Baha Mousa, tortured to death by British soldiers, was also 26 years old. But he is different. His father, Dawood, says that the way the ministry of defence has behaved towards his son’s death convinces him that the British government regards the lives of others as ”cheap”. And he is right.

South Africa takes an unacceptable risk
For small farmers all over the world, genetically modified (GM) seeds have been a disaster. In promoting GM and government subsidies for patented seeds huge, mostly American, multicorporations, have overseen the slow death of natural agriculture. Faced with this ”agripower”, untold numbers of farmers in India have lost their livelihood and taken their own lives.

In Europe cultivating GM crops faces a ban because it poses, say scientists, ”unacceptable risks”. A strain of GM maize has been banned outright in several European countries and is not grown at all in Britain. Studies show how the chemicals produced by these crops can contaminate the environment and the food we eat.

Why, then, is South Africa the only country within the South African Development Community growing GM maize, cotton and soya? Why is South Africa’s food industry already saturated with GM products which British supermarkets refuse to stock? Mariam Mayet of the African Centre of Biosafety says: ”When South Africa passed GMO legislation in 1997, most people weren’t aware of how contentious the technology would become — Everything is contaminated and, to make matters worse, labelling of GM content is not mandatory.”

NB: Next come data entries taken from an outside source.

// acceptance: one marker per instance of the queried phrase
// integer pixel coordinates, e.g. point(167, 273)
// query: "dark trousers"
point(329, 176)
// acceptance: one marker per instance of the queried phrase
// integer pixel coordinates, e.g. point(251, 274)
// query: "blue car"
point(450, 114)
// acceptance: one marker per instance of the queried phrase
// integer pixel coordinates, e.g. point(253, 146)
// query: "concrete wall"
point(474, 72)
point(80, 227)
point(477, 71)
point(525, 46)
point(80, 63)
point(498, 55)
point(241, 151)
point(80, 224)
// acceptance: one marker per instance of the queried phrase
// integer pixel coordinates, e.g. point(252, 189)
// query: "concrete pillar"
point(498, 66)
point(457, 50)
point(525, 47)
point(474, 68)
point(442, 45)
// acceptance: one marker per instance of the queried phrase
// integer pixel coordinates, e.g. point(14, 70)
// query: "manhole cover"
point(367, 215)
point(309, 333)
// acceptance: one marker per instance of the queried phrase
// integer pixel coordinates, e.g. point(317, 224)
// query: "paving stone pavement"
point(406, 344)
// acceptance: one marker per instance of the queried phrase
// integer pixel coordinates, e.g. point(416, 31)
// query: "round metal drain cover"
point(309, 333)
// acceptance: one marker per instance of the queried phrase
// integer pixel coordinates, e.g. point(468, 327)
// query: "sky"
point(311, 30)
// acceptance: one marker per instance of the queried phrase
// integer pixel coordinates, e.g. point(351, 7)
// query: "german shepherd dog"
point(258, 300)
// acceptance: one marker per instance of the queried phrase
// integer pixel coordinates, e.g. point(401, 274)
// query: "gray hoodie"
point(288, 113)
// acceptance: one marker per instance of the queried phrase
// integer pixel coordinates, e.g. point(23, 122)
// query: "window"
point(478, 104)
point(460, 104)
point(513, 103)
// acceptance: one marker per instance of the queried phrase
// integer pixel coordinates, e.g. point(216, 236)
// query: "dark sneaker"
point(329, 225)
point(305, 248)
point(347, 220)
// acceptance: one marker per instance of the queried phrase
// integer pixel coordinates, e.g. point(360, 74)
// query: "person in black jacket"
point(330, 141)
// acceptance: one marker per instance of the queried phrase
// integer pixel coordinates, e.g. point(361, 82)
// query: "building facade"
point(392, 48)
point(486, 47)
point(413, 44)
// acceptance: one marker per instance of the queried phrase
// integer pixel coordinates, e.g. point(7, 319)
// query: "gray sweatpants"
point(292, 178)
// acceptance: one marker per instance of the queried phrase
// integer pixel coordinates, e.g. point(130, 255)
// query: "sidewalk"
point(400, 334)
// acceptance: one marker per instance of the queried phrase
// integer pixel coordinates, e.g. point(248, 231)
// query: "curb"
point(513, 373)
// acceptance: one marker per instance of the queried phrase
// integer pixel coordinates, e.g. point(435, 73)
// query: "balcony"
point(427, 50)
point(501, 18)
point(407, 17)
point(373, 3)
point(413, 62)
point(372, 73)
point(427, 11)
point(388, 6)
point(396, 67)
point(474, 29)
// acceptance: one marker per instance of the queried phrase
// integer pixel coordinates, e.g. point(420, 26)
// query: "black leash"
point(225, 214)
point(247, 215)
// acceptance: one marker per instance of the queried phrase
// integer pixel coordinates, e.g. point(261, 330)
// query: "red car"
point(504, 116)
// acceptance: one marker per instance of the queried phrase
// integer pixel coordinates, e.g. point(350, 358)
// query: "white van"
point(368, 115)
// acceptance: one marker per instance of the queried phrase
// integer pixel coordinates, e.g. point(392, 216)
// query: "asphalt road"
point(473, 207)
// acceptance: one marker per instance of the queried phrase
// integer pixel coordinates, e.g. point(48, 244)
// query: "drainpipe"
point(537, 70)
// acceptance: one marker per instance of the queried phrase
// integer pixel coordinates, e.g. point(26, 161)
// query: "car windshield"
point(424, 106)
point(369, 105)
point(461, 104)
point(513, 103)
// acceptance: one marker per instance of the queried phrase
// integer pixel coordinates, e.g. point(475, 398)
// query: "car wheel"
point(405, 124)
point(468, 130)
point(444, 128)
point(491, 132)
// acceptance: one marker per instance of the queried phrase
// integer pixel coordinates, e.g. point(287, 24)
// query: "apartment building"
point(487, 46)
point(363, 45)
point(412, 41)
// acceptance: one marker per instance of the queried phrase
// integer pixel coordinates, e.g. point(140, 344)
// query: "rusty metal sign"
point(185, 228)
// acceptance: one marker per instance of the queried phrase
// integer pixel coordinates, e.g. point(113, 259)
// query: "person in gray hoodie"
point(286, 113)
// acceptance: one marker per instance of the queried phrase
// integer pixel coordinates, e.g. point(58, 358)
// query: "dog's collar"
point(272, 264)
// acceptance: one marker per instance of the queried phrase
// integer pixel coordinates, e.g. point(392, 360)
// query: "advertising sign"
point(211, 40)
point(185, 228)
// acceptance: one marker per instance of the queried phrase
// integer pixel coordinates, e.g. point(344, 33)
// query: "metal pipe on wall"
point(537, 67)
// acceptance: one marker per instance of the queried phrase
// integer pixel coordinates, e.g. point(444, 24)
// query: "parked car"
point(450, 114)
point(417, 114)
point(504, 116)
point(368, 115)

South Africa has concluded trade agreements with mighty corporations, such as Monsanto, which promote the subsidisation of patented seeds. Small farmers are bound into an export-only system, abandoning subsistence agriculture — without having been warned of the dangers.

”It all looks very nice on paper,” says Mayet, ”but it is a clever ploy to get access to people’s land. Small-scale farmers who sign up for GM deals quickly lose control over seed management, production and eventually their land. This means they lose control over food sovereignty.”

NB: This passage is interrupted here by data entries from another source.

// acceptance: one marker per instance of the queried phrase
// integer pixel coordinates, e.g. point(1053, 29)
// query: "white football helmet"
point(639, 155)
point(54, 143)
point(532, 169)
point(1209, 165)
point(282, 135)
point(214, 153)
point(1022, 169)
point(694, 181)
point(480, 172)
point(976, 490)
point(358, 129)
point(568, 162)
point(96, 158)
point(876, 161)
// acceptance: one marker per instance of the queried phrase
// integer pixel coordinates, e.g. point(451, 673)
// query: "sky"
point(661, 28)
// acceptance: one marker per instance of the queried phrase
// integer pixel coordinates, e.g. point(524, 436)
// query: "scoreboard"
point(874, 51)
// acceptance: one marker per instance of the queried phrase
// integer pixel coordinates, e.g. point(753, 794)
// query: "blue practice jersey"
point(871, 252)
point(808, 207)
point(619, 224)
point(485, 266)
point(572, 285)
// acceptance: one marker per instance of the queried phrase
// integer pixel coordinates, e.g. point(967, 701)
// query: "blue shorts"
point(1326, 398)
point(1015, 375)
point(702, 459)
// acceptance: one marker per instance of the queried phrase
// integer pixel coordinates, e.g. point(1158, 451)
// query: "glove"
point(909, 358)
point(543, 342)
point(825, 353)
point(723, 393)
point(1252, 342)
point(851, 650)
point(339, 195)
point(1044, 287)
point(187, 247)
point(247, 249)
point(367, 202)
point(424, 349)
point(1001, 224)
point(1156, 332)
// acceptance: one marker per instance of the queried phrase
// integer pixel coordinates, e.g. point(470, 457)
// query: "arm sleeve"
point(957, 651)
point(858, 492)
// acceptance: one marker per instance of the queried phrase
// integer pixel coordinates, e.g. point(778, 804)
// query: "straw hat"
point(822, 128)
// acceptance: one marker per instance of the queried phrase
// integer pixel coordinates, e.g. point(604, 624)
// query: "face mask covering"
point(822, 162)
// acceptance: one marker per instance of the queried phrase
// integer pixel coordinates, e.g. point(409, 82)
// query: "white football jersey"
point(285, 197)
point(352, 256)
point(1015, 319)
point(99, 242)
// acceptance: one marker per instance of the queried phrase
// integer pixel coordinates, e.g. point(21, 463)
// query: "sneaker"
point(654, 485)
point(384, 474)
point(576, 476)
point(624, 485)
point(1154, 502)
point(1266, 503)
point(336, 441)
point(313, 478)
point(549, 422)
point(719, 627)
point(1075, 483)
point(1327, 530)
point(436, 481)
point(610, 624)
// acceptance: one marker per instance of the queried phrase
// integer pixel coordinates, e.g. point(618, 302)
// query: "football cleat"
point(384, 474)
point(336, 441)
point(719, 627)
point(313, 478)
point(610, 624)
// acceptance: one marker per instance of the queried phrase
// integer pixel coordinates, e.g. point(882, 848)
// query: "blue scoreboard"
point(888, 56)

”Food sovereignty” means the most basic human right to feed and sustain ourselves. One reason food prices are climbing all over the world is the market grip of corporations such as Monsanto, Dow and Cargill, the world’s biggest grain company. Another reason is the huge subsidy that the rich world’s agripower gets from governments, notably in the US and Europe — subsidies that are damned as heresy when developing governments dare to legislate protection of their own food supply.

Such hypocrisy defines the way those who make the policies of the rich world regard the rest of humanity. For South Africa the prospect is the eventual loss of all home subsistence production. That can means hunger and worse — unless someone says no.